The insect shaman turned to look at Needles as though seeing him for the first time. The queen’s head moved in synch.
“I’ve made them my children. I’ve accepted them into my fold, and made them my own.”
As though on cue, the clack of long claws rattled behind the queen, and pale, twisted forms crawled out. Long black talons, ghastly pale chitin, and bizarrely long teeth with brilliant, multifaceted eyes shining like opals in the wet darkness.
“Oh, no,” Pretty moaned.
“They are beautiful, aren’t they?” the bug shaman beamed proudly. “Normally there are some difficulties with merging into dual-natured creatures, but, like all problems, it’s not impossible, just an obstacle to overcome. With my own abilities and the kind cooperation of the Ant queen, we managed a workaround.”
“Ants?”
“Oh, yes, surely you noticed? The changes wrought on the queen pass on to her progeny. I experiment on the drones and warriors, finding beneficial mutations before developing them in the queen.
Generation by generation, we build a better hive, a better breed. Before long we’ll incorporate other elements into our master race. Other bugs, free spirits, HMHVV strains, toxic magics, blood magic, perhaps even cyberware before long. The possibilities are limitless. Surely you can see that?”
The ghoul-Ants loped over to us, long tongues running over their misshapen teeth, sniffing at us with obvious hunger.
“Of course, there are some unfortunate side effects. The usual hunger for flesh has been amplified far beyond the norm.
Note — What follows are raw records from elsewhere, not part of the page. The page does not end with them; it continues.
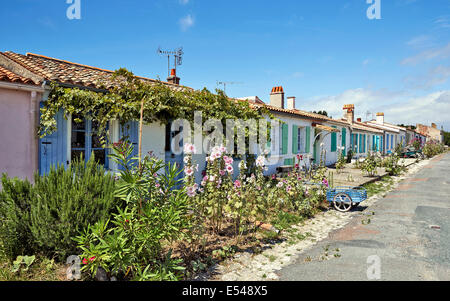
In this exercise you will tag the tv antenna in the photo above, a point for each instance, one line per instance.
(227, 83)
(177, 55)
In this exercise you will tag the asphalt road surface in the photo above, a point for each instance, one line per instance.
(407, 237)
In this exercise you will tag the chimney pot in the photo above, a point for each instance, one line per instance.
(380, 118)
(277, 97)
(173, 78)
(349, 113)
(291, 103)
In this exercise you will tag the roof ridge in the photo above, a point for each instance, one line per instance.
(67, 62)
(99, 69)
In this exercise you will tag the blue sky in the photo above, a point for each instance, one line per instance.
(326, 53)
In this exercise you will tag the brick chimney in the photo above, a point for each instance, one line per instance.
(291, 103)
(380, 118)
(349, 113)
(277, 97)
(173, 78)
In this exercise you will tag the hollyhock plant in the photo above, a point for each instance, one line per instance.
(189, 149)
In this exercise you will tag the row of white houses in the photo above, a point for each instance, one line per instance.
(25, 85)
(312, 135)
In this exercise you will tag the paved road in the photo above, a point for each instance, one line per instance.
(400, 233)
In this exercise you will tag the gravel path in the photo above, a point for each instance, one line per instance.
(260, 267)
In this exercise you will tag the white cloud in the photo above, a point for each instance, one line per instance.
(437, 53)
(397, 106)
(420, 41)
(435, 76)
(187, 22)
(443, 22)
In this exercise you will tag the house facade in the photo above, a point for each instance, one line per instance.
(19, 103)
(432, 133)
(362, 137)
(25, 85)
(393, 135)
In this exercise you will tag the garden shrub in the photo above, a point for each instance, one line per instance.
(432, 149)
(66, 201)
(15, 200)
(132, 245)
(370, 164)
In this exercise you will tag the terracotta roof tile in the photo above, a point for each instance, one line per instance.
(66, 72)
(8, 76)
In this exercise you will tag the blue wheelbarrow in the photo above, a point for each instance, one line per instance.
(345, 198)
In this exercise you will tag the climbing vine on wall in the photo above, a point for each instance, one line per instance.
(123, 102)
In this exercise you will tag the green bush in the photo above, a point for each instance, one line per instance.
(43, 218)
(67, 201)
(432, 149)
(130, 246)
(15, 200)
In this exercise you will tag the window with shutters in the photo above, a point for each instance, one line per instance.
(86, 142)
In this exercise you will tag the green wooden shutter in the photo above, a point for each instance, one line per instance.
(333, 141)
(364, 143)
(295, 139)
(344, 141)
(308, 140)
(361, 143)
(285, 134)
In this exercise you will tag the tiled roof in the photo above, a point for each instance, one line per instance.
(363, 127)
(383, 127)
(66, 72)
(8, 76)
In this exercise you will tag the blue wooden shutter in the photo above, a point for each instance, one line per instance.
(53, 148)
(333, 141)
(344, 140)
(308, 140)
(295, 139)
(285, 133)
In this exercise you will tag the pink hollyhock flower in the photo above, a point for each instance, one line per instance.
(260, 161)
(189, 149)
(189, 171)
(190, 191)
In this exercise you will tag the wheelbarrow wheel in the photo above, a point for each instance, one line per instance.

Perhaps they’ll make efficient hunter-killers. I’m really quite curious to see what we’ll get from you, though.”
My eyes darted to him, and I started struggling. But just as I would have started dissolving into mist, splitting pain, wrenching and burning bright, pierced my chest. I looked down to see a wooden stake in the hands of the toxic shaman, half-buried into my heart.
“I’ve been waiting a long time for one like you to show up. It hasn’t been easy. But I have a long view. It teaches me patience. And now, it is the time for the harvest.”
Ah, the stake through the heart. A classic of vampire mythology. Supposedly, it should kill me. It could, with enough force. But the real kicker is that if it’s made of wood, my body has that old allergic reaction kick in. My heart stops pumping like it ought to, but I don’t die, not for some time. I’m just prevented from taking mist form…or moving at all. No regeneration, no enhanced abilities, nothing. I’m just a wounded man in shock when that kind of wood damage is present in my body.
I went rigid for a moment, hacking and snarling and trying to shape the words for a spell, anything, even here. But I couldn’t concentrate enough to string an English phrase together, let alone Latin. Finally, my strength left me, and I slumped in the deformed grasp of my captors. Pain, and the bitter acknowledgement of failure, became my world.
I could hear that toxic bastard talking to the others. “This is an honor. Don’t be afraid. Soon, you’ll be stronger, safer, a part of something. Devoid of this wretched individuality and loneliness. You will change, and change is the only beauty this world has left to offer.”